A new ethanol limit in standard gasoline has been certified for two national fuel dispensers. Underwriters Laboratories (UL), an independent product-safety certification organization, approved a new industry allotment of E-25 fuel for Dresser Wayne and Gilbarco Veeder-Root – two leading fuel-facility service providers.
Twenty-five percent of fuel composition dispensed from these petroleum pumps at retail stations throughout the world can contain ethanol – an increase from the established E-10 limit (10-percent ethanol blended with petroleum) that is customary at retail stations throughout the country. E-25 can be used in standard engines without any adjustments.
“Motorists continue to call for ‘greener’ fueling solutions and retailers are demanding technologies that will help them stay in front of the market opportunity while managing regulatory changes,” said Scott Negley, director of alternative energy products at Dresser Wayne in a MarketWatch story. “Our Eco Fuel dispenser is in use across North America and is designed to handle the higher blends without modifications.”
The certification will help expand corn ethanol’s important role in America. Increased ethanol limits in standard gasoline will increase ethanol production for everyone’s benefit.
Domestic corn-ethanol production is not only good for our country’s agriculture sector, but it also stimulates rural communities by creating high-paying jobs, boosting local tax revenues and creating partnership opportunities for local businesses. In addition, it decreases our dependency on foreign oil, which is vital to our nation’s security and economy.
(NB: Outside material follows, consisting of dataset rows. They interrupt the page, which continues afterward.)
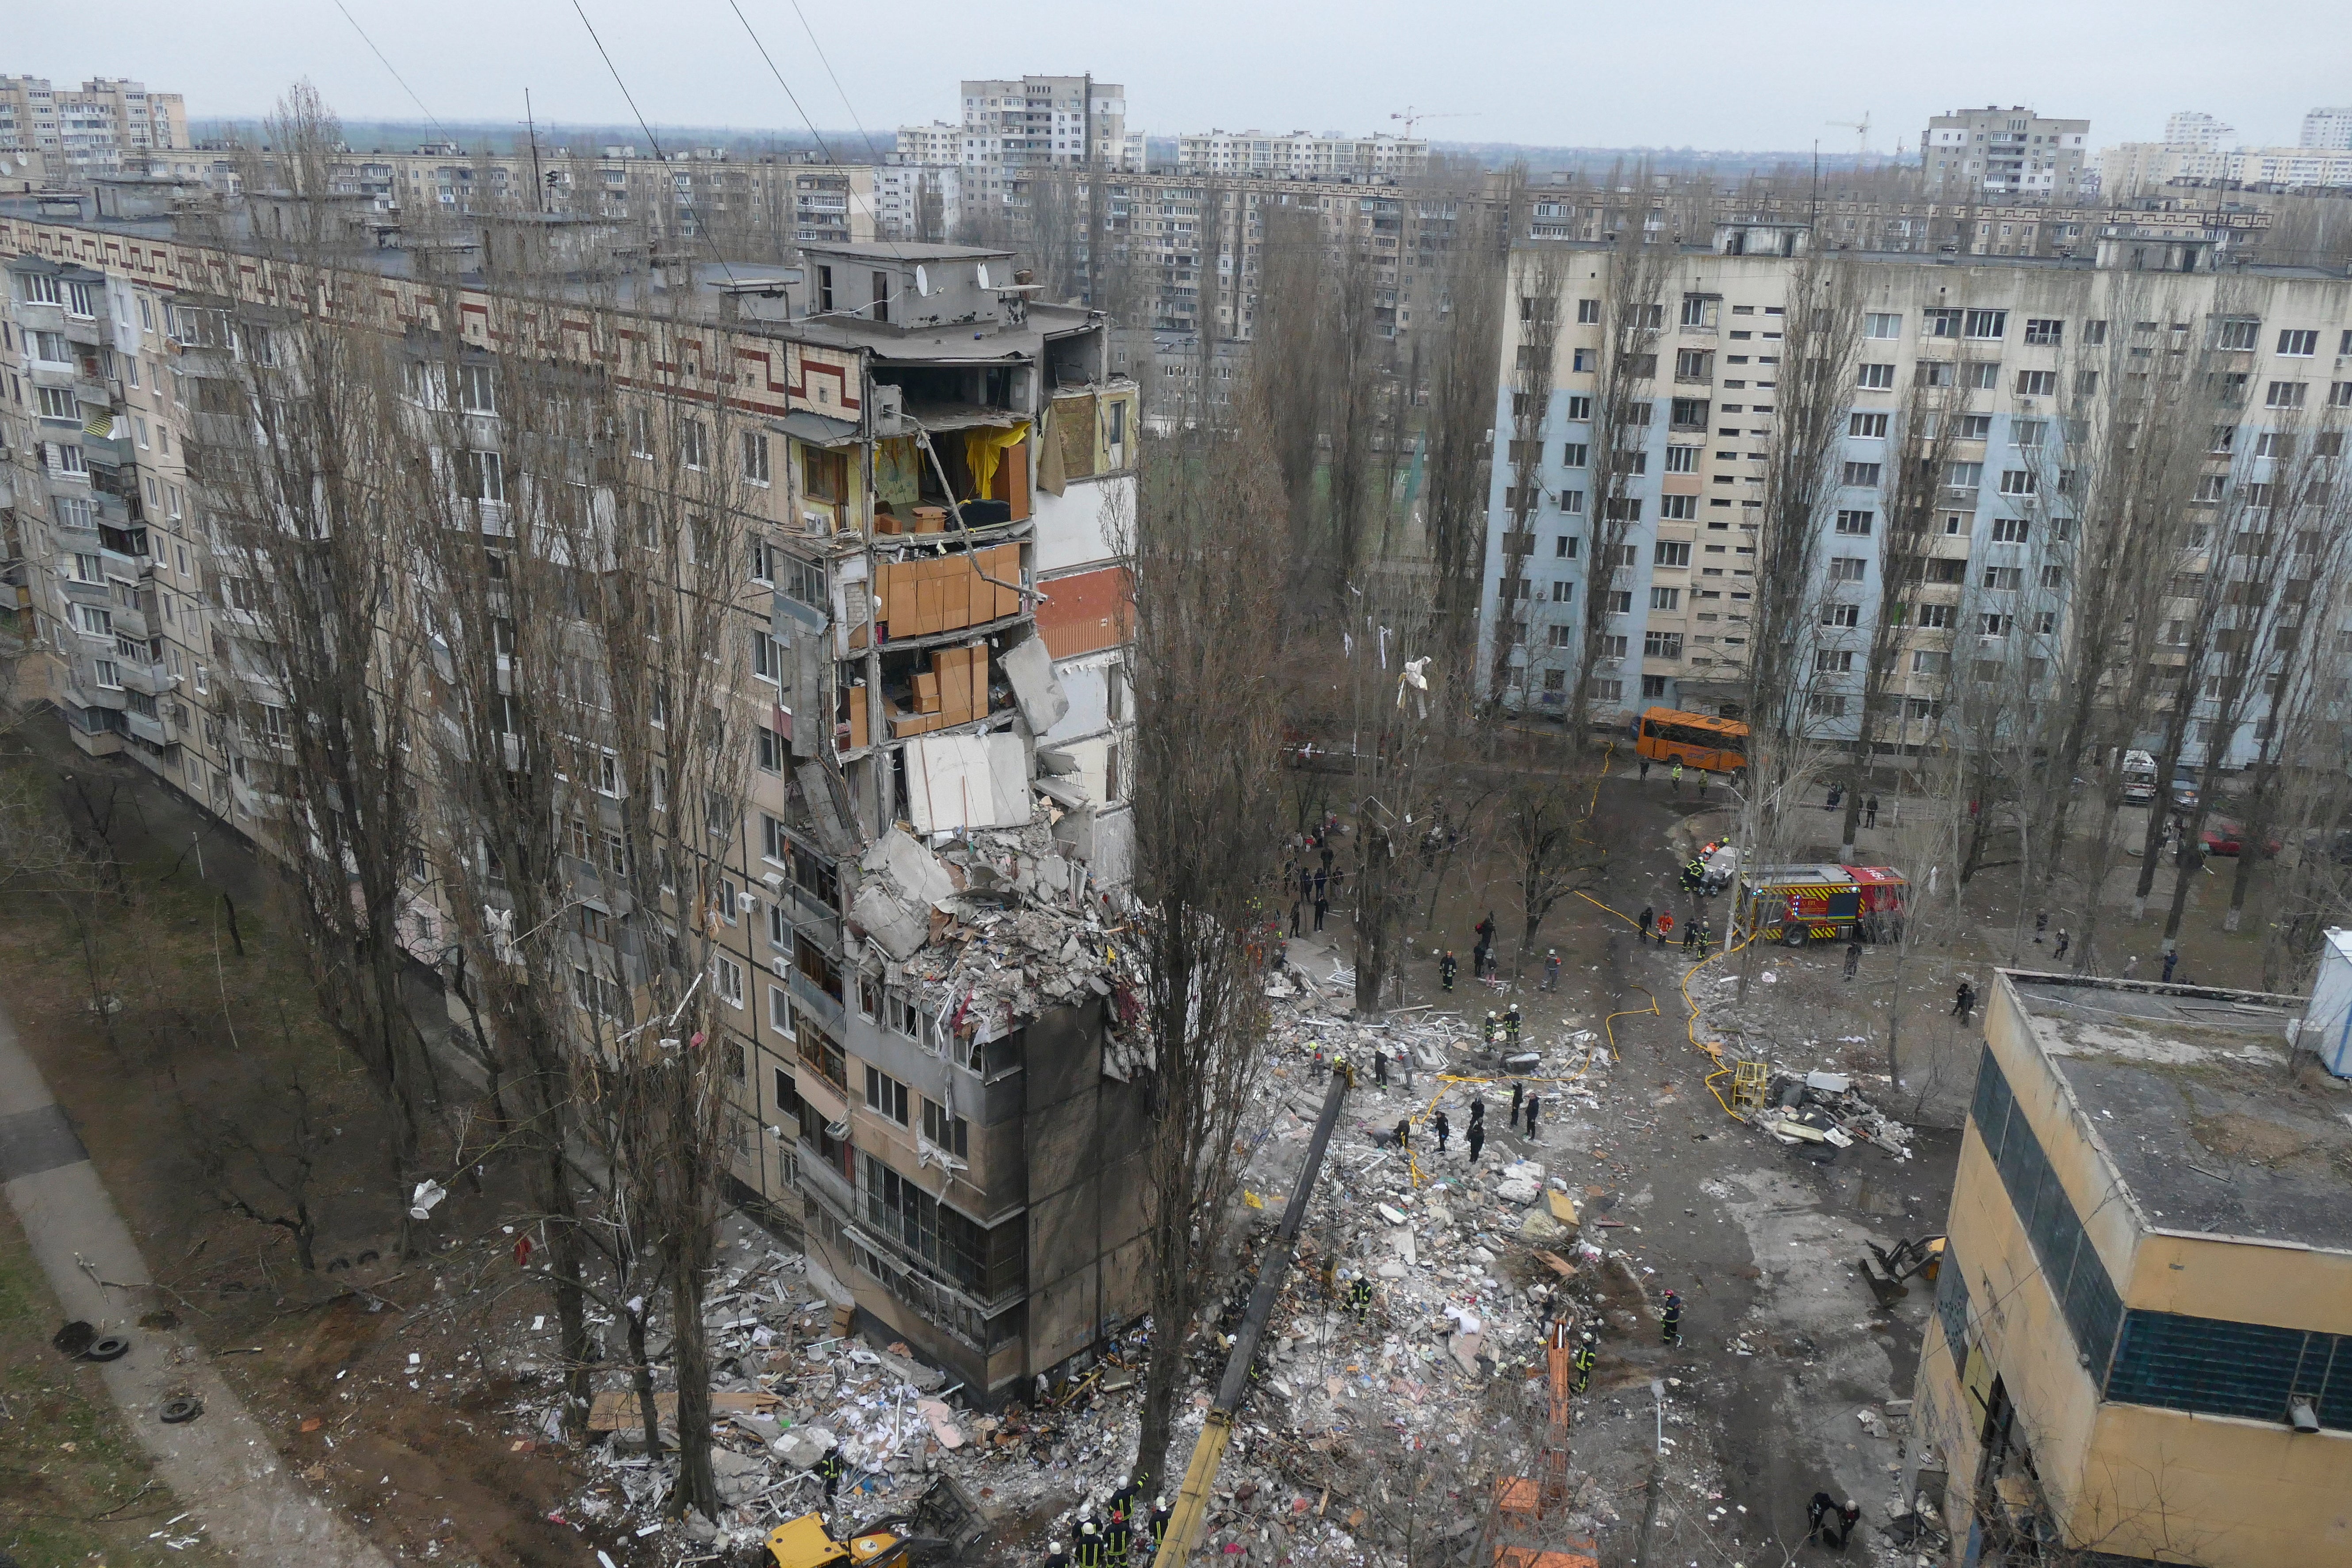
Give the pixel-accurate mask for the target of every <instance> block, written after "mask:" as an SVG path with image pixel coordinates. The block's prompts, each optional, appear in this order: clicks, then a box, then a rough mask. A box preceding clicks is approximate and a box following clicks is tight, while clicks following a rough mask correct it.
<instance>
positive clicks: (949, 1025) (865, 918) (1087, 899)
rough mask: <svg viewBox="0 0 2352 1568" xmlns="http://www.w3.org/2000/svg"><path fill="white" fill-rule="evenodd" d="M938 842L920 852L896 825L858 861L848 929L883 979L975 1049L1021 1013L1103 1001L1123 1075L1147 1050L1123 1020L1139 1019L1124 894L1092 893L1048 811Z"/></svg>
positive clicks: (1032, 1015) (993, 1037)
mask: <svg viewBox="0 0 2352 1568" xmlns="http://www.w3.org/2000/svg"><path fill="white" fill-rule="evenodd" d="M938 839H941V844H938V849H927V846H924V844H922V842H920V839H917V837H915V835H910V832H906V830H903V827H891V830H889V832H884V835H882V837H880V839H875V842H873V846H868V851H866V856H863V858H861V860H858V870H861V882H858V896H856V900H854V905H851V922H849V924H851V929H854V931H858V933H863V936H866V938H868V940H870V943H873V945H875V947H877V950H880V957H882V973H884V978H887V980H889V983H894V985H908V987H915V990H920V992H922V999H924V1011H927V1013H931V1016H936V1018H938V1020H941V1030H943V1034H953V1037H969V1039H971V1041H974V1046H976V1048H985V1044H988V1041H990V1039H1000V1037H1002V1034H1007V1032H1011V1027H1014V1023H1016V1020H1023V1018H1037V1016H1040V1013H1044V1011H1051V1009H1056V1006H1068V1004H1075V1001H1084V999H1087V997H1089V994H1091V997H1110V999H1115V1009H1112V1016H1115V1023H1117V1025H1120V1027H1115V1030H1112V1039H1110V1053H1112V1056H1115V1058H1117V1067H1120V1072H1117V1077H1127V1072H1129V1070H1131V1065H1134V1063H1138V1060H1141V1058H1143V1053H1145V1046H1143V1044H1141V1034H1136V1037H1134V1039H1129V1034H1131V1030H1127V1027H1124V1025H1131V1023H1134V1018H1136V1001H1134V997H1136V961H1134V952H1131V945H1129V943H1120V940H1115V938H1117V936H1120V933H1122V931H1124V926H1127V922H1124V903H1127V893H1124V891H1103V889H1096V886H1094V882H1091V875H1089V870H1087V865H1084V863H1082V860H1077V858H1073V856H1070V853H1065V851H1068V844H1065V842H1063V839H1058V837H1056V827H1054V823H1051V820H1047V813H1040V816H1037V818H1033V820H1030V823H1028V825H1021V827H995V830H962V832H955V835H938Z"/></svg>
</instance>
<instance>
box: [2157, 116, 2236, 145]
mask: <svg viewBox="0 0 2352 1568" xmlns="http://www.w3.org/2000/svg"><path fill="white" fill-rule="evenodd" d="M2232 136H2237V127H2230V125H2223V122H2220V120H2216V118H2213V115H2209V113H2201V110H2194V108H2180V110H2173V113H2171V115H2166V120H2164V146H2173V148H2197V150H2199V153H2218V150H2220V146H2223V143H2225V141H2230V139H2232Z"/></svg>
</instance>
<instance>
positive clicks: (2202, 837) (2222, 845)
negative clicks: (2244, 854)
mask: <svg viewBox="0 0 2352 1568" xmlns="http://www.w3.org/2000/svg"><path fill="white" fill-rule="evenodd" d="M2244 832H2246V830H2244V827H2239V825H2237V823H2232V820H2230V818H2225V816H2209V818H2206V830H2204V832H2201V835H2197V842H2199V844H2204V849H2206V853H2209V856H2234V853H2241V851H2244V849H2246V844H2244ZM2263 853H2265V856H2274V853H2279V842H2277V839H2270V842H2265V844H2263Z"/></svg>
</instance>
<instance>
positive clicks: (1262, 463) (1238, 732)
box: [1129, 416, 1282, 1486]
mask: <svg viewBox="0 0 2352 1568" xmlns="http://www.w3.org/2000/svg"><path fill="white" fill-rule="evenodd" d="M1263 430H1265V423H1263V421H1261V418H1256V416H1249V418H1242V421H1237V423H1235V425H1232V428H1225V430H1216V428H1204V430H1200V433H1192V435H1185V437H1176V440H1174V442H1169V447H1174V451H1167V449H1157V451H1167V456H1164V461H1167V463H1171V465H1174V468H1176V470H1178V473H1176V475H1171V477H1169V480H1167V482H1164V484H1160V487H1155V494H1157V496H1162V498H1164V503H1162V505H1160V508H1157V510H1155V515H1152V517H1150V522H1148V527H1145V529H1138V531H1136V538H1134V541H1131V548H1129V559H1131V562H1134V616H1136V654H1134V689H1136V788H1134V804H1136V903H1138V910H1136V947H1138V952H1141V954H1143V1016H1145V1023H1148V1027H1150V1039H1152V1051H1155V1063H1152V1072H1150V1079H1148V1086H1150V1117H1152V1124H1150V1147H1148V1152H1145V1208H1148V1225H1150V1260H1152V1262H1150V1269H1152V1284H1150V1300H1152V1324H1155V1333H1152V1347H1150V1361H1148V1363H1145V1375H1143V1432H1141V1439H1138V1443H1136V1467H1134V1476H1136V1481H1138V1486H1143V1483H1150V1481H1152V1479H1160V1476H1164V1474H1167V1448H1169V1436H1171V1432H1174V1418H1176V1396H1178V1394H1181V1389H1183V1371H1185V1352H1188V1349H1190V1347H1192V1342H1195V1338H1197V1333H1200V1316H1202V1307H1204V1305H1209V1300H1211V1298H1214V1293H1216V1291H1218V1276H1216V1262H1218V1258H1221V1253H1223V1246H1225V1239H1228V1229H1230V1218H1232V1206H1235V1182H1237V1180H1240V1171H1242V1154H1240V1138H1237V1133H1240V1119H1242V1114H1244V1110H1247V1107H1249V1103H1251V1091H1254V1088H1256V1084H1258V1074H1261V1072H1263V1039H1265V994H1263V985H1261V973H1263V945H1265V943H1268V940H1279V936H1268V929H1265V922H1263V907H1265V893H1268V877H1265V865H1268V853H1270V849H1272V844H1275V835H1277V827H1279V790H1277V773H1275V757H1277V748H1279V712H1277V701H1275V686H1272V682H1268V679H1265V663H1268V661H1270V658H1272V656H1275V642H1272V628H1275V618H1277V595H1279V585H1282V571H1279V567H1282V550H1279V543H1282V536H1279V531H1277V529H1275V527H1270V520H1272V517H1275V515H1277V512H1279V508H1282V484H1279V477H1277V468H1275V461H1272V451H1270V449H1268V444H1265V437H1263ZM1157 451H1155V456H1157Z"/></svg>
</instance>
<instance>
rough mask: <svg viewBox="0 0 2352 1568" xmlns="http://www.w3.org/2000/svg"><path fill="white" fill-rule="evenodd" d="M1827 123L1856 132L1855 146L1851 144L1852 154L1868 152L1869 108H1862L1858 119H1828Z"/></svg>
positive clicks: (1868, 151) (1869, 140)
mask: <svg viewBox="0 0 2352 1568" xmlns="http://www.w3.org/2000/svg"><path fill="white" fill-rule="evenodd" d="M1828 125H1835V127H1837V129H1842V132H1853V134H1856V146H1853V155H1856V158H1860V155H1865V153H1870V110H1867V108H1865V110H1863V118H1860V120H1828Z"/></svg>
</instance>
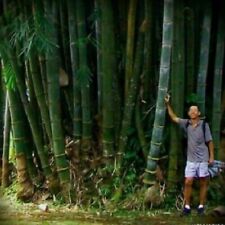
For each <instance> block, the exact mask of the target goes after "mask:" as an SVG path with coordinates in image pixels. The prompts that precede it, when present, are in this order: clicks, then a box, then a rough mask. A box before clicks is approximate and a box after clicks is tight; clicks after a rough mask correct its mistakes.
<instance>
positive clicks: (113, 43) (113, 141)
mask: <svg viewBox="0 0 225 225" xmlns="http://www.w3.org/2000/svg"><path fill="white" fill-rule="evenodd" d="M99 2H100V8H101V50H100V51H101V78H102V135H103V140H102V141H103V155H104V156H105V157H106V158H112V157H113V156H114V154H115V149H114V148H115V127H114V114H115V111H114V93H113V88H114V87H113V82H114V76H115V75H116V71H115V68H116V51H115V49H116V48H115V29H114V16H113V11H112V10H113V8H112V2H111V1H104V0H100V1H99Z"/></svg>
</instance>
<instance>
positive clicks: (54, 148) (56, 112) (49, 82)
mask: <svg viewBox="0 0 225 225" xmlns="http://www.w3.org/2000/svg"><path fill="white" fill-rule="evenodd" d="M45 9H46V11H45V13H46V17H47V18H48V20H49V22H50V23H51V24H52V30H51V31H49V33H48V35H49V36H48V38H49V40H50V41H51V42H52V43H54V46H53V47H52V49H51V51H48V52H47V53H46V72H47V81H48V105H49V115H50V121H51V130H52V142H53V152H54V157H55V164H56V168H57V172H58V176H59V180H60V184H61V185H62V186H63V187H65V188H66V192H67V191H68V189H70V187H69V180H70V174H69V165H68V162H67V160H66V156H65V146H64V136H63V130H62V121H61V113H60V111H61V110H60V85H59V72H60V65H59V63H60V56H59V52H58V48H57V46H58V36H57V28H56V25H57V6H56V2H53V3H52V5H51V3H49V2H45ZM66 192H65V197H67V194H68V193H66Z"/></svg>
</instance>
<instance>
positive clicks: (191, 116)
mask: <svg viewBox="0 0 225 225" xmlns="http://www.w3.org/2000/svg"><path fill="white" fill-rule="evenodd" d="M200 115H201V112H200V110H199V107H198V106H197V105H191V106H190V107H189V110H188V116H189V117H190V119H197V118H199V117H200Z"/></svg>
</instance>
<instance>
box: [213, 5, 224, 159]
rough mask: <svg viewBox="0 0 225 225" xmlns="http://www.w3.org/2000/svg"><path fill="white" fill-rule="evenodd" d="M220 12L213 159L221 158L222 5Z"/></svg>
mask: <svg viewBox="0 0 225 225" xmlns="http://www.w3.org/2000/svg"><path fill="white" fill-rule="evenodd" d="M219 6H220V7H219V8H220V11H219V12H218V13H219V16H218V28H217V39H216V57H215V68H214V80H213V107H212V109H213V110H212V135H213V142H214V148H215V158H221V156H222V149H220V125H221V116H222V112H221V103H222V80H223V78H222V76H223V66H224V64H223V62H224V54H225V52H224V48H225V43H224V42H225V32H224V24H225V16H224V13H225V10H224V6H225V5H224V4H219Z"/></svg>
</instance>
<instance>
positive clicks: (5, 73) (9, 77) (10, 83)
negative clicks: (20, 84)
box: [2, 62, 16, 90]
mask: <svg viewBox="0 0 225 225" xmlns="http://www.w3.org/2000/svg"><path fill="white" fill-rule="evenodd" d="M2 75H3V79H4V81H5V85H6V88H8V89H13V90H15V88H16V74H15V71H14V70H13V68H12V66H11V64H10V63H9V62H6V63H5V64H4V66H3V68H2Z"/></svg>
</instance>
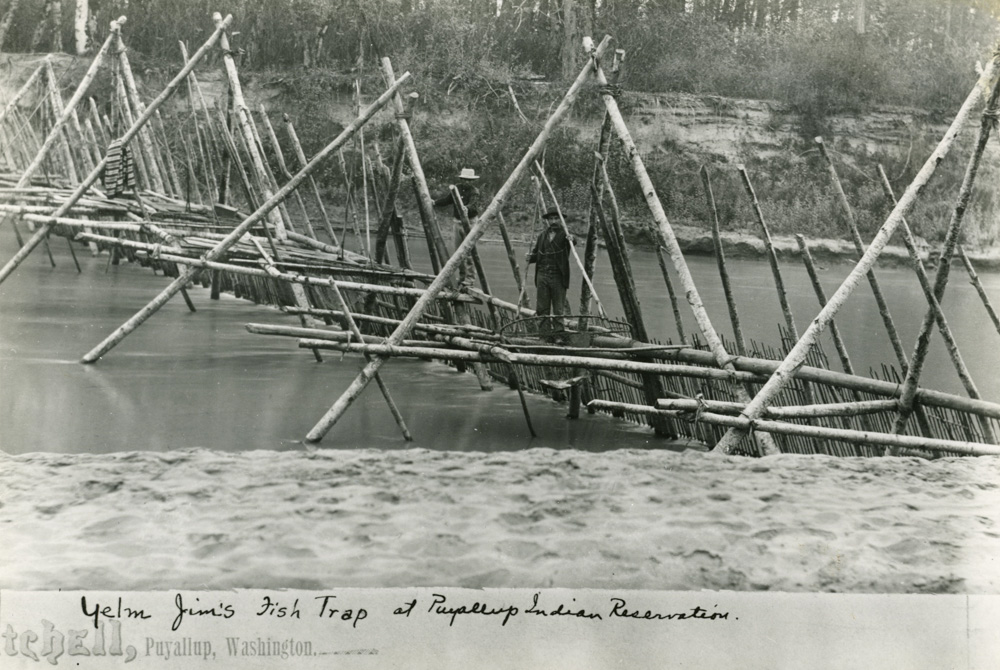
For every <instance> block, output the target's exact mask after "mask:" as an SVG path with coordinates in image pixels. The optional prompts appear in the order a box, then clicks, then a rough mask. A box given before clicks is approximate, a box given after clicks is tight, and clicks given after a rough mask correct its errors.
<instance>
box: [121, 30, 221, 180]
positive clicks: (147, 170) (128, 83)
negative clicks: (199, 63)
mask: <svg viewBox="0 0 1000 670" xmlns="http://www.w3.org/2000/svg"><path fill="white" fill-rule="evenodd" d="M220 18H221V17H220ZM115 43H116V45H117V47H118V52H117V54H116V55H117V56H118V62H119V64H120V65H121V73H122V77H121V78H122V79H123V80H124V83H125V93H126V94H127V96H128V101H129V104H130V105H131V106H132V111H133V112H134V113H135V115H136V116H137V117H138V116H142V114H143V112H145V111H146V106H145V105H144V104H142V100H141V99H140V98H139V88H138V87H137V86H136V85H135V77H133V76H132V67H131V65H129V61H128V49H126V48H125V42H123V41H122V36H121V31H119V32H118V33H116V35H115ZM139 148H140V151H142V155H143V158H144V159H145V160H146V170H147V171H148V172H149V177H150V179H151V180H152V184H151V185H152V187H153V188H154V189H155V190H156V191H157V192H158V193H165V192H166V185H165V184H164V183H163V174H162V173H161V172H160V167H159V165H158V164H157V162H156V152H155V150H154V149H153V142H152V140H151V139H150V137H149V129H148V128H146V127H145V126H143V128H142V129H140V130H139Z"/></svg>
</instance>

“Increasing consumer demand for ethanol-based fuels, combined with incentive programs to encourage the development of an infrastructure to deliver these fuels, is helping to create demand for a range of products,” said Chad Johnson, product manager at Gilbarco Veeder-Root.
Ethanol production makes fuel cheaper for consumers and is essential to achieving the requirements of the Renewable Fuels Standard that was enacted in the Energy and Security Act of 2007, which states that the U.S. must use 36 billion gallons of biofuels by 2022.
This certification helps prompt important legislation currently residing in Congress that urges the EPA to adjust ethanol’s standard-blend allowance.
Ohio Corn Growers Association (OCGA) and other ethanol-related groups, including the Renewable Fuels Association (RFA) and American Coalition for Ethanol (ACE), support measures that increase the allowable amount of ethanol in standard gasoline. The U.S. Environmental Protection Agency (EPA) is currently considering allowing blenders to increase the industry standard from E-10 to E-15. This past year, UL certified the use of E-15 for all domestic fuel pumps.
Ethanol awareness and education is important. Knowledgeable consumers and lawmakers can shape the direction of a more energy-secure, environmentally conscious and economically productive nation.